Season 2 is all about character evolution, especially Shane (Jon Bernthal) who goes from reliable cop pal to an American equivalent of a Mitchell brother, shaven head and permanent scowl included. He spends most of his time pissing people off, constantly butting heads with group leader Rick (Andrew Lincoln) about the direct of the group. With his hot-headedness and his ability to turn a simple discussion into a blazing row, he quickly became my favourite character. This all comes to a head in probably the best episode of both series so far, “18 Miles Out”, which contains all the elements The Walking Dead does so well, including moral dilemmas, big arguments and a fuckton of zombies. I also loved episode 5, “Chupacabra” which is focused predominantly on fan-favourite Daryl (Norman Reedus) and gives us a unique insight into his mind. This series also has a cracker of a season finale in the form of “Beside the Dying Fire”which has left me very impatient for the third series. My least favourite episode was “Judge, Jury and Executioner”, which was just 40 minutes of hand-wringing angst that didn’t solve anything.
Of the newcomers, I liked Maggie (Lauren Cohan) the most, especially the realistic way her relationship with Glenn (Stephen Yuen) is handled. I also liked the evolution of farm owner Hershel (Scott Wilson) from an irritating roadblock to an sympathetic character.

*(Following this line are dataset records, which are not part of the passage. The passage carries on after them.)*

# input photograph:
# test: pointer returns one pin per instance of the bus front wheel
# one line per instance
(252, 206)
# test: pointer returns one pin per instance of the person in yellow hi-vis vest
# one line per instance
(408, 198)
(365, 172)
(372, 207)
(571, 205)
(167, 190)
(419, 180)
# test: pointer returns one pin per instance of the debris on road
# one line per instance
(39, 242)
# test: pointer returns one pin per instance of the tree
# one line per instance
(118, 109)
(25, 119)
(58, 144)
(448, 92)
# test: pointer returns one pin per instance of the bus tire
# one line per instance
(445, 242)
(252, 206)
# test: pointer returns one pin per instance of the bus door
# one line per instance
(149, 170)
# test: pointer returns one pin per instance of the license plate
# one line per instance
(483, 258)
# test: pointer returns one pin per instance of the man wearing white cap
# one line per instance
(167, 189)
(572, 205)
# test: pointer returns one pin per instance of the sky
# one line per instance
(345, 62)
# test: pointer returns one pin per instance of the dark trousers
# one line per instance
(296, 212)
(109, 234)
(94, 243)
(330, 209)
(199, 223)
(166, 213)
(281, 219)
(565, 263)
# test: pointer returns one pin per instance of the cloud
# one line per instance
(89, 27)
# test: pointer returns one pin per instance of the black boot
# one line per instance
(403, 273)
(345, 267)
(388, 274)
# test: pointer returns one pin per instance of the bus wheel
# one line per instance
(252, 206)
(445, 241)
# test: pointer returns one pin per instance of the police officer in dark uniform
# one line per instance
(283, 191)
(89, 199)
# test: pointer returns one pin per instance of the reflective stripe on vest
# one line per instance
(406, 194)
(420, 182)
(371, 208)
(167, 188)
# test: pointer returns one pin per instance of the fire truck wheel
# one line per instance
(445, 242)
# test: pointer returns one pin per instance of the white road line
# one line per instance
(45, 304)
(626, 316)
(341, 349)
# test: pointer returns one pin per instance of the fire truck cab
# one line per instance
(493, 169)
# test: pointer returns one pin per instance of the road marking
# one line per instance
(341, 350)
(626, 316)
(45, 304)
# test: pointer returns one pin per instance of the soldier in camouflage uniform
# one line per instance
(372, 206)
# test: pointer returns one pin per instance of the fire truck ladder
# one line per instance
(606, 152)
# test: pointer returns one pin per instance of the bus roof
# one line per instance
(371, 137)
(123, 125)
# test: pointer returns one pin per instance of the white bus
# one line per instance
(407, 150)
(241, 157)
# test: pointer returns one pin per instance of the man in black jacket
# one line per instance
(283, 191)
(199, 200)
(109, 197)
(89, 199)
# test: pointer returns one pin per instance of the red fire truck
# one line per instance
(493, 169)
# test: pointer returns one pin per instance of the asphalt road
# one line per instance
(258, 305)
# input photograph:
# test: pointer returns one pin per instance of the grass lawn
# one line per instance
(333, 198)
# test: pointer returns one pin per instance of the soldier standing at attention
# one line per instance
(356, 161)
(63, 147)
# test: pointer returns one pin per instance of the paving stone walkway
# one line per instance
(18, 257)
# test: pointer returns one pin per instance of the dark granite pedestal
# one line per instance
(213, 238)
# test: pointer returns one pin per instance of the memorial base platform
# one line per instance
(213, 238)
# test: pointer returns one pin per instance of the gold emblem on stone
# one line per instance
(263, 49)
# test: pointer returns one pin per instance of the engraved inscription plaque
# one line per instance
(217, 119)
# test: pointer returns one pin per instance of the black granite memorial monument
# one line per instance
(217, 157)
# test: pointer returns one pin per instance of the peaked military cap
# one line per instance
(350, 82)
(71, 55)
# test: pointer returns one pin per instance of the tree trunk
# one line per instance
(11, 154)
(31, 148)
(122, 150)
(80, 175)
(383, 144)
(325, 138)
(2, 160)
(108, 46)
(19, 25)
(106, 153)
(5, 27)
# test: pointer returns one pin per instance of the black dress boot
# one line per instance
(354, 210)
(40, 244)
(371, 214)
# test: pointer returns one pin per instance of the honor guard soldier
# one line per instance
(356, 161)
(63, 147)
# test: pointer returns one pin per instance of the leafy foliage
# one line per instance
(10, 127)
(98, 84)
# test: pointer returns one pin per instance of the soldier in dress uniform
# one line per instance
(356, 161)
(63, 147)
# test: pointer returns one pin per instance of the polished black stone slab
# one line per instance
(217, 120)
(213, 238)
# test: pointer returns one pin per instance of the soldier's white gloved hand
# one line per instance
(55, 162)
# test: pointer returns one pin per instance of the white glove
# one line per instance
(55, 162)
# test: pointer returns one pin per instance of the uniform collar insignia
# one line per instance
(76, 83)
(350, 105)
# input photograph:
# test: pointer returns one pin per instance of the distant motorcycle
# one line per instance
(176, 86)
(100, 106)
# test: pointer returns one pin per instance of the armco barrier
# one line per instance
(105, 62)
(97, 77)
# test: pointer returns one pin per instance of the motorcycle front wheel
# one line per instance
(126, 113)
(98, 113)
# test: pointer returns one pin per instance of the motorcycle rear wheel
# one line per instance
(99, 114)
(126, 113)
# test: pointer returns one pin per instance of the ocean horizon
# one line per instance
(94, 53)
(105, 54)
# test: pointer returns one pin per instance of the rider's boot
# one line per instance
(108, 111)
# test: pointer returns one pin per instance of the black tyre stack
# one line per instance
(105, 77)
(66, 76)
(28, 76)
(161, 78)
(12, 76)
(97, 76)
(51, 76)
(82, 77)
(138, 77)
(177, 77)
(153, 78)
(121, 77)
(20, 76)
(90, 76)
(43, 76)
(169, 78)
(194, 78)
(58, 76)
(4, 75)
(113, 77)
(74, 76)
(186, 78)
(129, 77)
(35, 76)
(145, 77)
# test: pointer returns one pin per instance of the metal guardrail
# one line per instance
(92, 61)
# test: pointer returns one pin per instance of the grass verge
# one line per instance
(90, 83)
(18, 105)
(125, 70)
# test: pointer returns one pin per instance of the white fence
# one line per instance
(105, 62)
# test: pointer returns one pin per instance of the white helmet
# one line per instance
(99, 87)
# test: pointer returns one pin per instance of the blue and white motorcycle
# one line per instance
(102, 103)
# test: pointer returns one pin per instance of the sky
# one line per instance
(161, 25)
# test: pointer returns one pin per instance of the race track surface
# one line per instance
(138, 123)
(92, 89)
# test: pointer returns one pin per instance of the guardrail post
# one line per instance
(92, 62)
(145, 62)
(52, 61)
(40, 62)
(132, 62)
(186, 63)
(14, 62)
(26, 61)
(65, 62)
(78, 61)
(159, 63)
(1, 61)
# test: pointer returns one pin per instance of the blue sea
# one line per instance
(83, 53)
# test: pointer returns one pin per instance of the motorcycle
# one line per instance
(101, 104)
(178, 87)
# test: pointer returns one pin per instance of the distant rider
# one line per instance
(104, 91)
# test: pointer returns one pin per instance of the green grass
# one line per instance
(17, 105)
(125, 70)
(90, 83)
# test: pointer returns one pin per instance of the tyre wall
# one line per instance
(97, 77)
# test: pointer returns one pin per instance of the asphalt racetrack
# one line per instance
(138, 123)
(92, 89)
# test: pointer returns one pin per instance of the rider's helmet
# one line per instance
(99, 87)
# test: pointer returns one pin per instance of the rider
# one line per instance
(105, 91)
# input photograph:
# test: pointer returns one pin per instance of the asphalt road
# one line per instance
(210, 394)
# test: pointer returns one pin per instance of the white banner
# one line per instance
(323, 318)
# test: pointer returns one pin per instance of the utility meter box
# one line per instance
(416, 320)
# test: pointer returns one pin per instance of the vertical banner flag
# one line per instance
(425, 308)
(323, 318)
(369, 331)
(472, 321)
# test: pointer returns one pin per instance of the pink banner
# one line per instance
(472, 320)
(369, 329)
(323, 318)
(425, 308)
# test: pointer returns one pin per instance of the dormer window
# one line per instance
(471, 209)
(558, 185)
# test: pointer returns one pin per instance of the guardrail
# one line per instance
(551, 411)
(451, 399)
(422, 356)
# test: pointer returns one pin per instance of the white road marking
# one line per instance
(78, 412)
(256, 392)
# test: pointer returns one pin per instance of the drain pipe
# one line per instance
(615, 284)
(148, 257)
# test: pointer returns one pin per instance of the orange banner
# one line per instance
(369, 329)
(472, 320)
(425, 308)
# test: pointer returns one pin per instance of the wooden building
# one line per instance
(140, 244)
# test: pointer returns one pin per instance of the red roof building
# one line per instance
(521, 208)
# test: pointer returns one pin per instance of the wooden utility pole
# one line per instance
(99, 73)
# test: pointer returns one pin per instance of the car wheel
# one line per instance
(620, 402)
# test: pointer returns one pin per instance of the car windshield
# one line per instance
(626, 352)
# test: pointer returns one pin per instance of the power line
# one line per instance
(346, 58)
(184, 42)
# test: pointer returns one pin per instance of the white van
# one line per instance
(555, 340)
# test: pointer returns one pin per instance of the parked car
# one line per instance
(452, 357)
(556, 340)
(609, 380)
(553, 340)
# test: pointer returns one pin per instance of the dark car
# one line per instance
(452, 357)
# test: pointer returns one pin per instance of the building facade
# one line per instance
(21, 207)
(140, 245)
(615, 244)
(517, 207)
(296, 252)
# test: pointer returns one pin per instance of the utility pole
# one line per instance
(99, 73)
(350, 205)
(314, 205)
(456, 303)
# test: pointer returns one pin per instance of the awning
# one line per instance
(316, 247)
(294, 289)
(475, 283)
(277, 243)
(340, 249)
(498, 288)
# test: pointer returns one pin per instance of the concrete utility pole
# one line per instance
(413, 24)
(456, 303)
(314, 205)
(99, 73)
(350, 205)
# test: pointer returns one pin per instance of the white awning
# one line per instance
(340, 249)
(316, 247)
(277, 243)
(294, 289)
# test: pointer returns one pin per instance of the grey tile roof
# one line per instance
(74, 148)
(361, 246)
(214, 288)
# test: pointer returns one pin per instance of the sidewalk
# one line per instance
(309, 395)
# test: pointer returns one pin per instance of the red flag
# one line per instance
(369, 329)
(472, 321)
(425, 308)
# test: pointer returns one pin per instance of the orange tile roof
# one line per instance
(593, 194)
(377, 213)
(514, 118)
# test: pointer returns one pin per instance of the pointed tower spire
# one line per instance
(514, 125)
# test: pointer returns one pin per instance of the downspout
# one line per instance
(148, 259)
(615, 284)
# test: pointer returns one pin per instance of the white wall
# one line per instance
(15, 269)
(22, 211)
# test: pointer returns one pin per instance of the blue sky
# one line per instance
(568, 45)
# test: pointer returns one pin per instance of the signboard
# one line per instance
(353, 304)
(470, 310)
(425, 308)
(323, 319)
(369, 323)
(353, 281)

This series has a few problems that really need to be ironed out before season 3 hits. For starters, the pacing is all over the place. I’m fine with slower paced, episode long character studies, like the ones seen in fellow AMC show Breaking Bad, but I sometimes got the feeling The Walking Dead was just treading water, both with its characters and their motivations. For instance, a lot of this series is spent in the refuge of Hershel’s farm, but there seems to be nothing driving the characters besides simply surviving. The series takes a while to get going, but soon hits its stride around the midpoint, delivering some of the best moments of the series so far.
Secondly, some of the characters are pretty much ignored and sidelined. Rick’s wife Lori (Sarah Wayne Callies) isn’t really given anything significant to work with and T-Dog (IronE Singleton) is hardly given anything at all to do outside of stacking corpses and driving the more developed characters around. I hope he gets more to do in season 3.
The Walking Dead is one of the best things on TV right now. It’s tense, exciting and heartbreaking in equal measures. Despite my little grievances and niggles, season two actually delivers on the promises made by the first series. Highly recommended.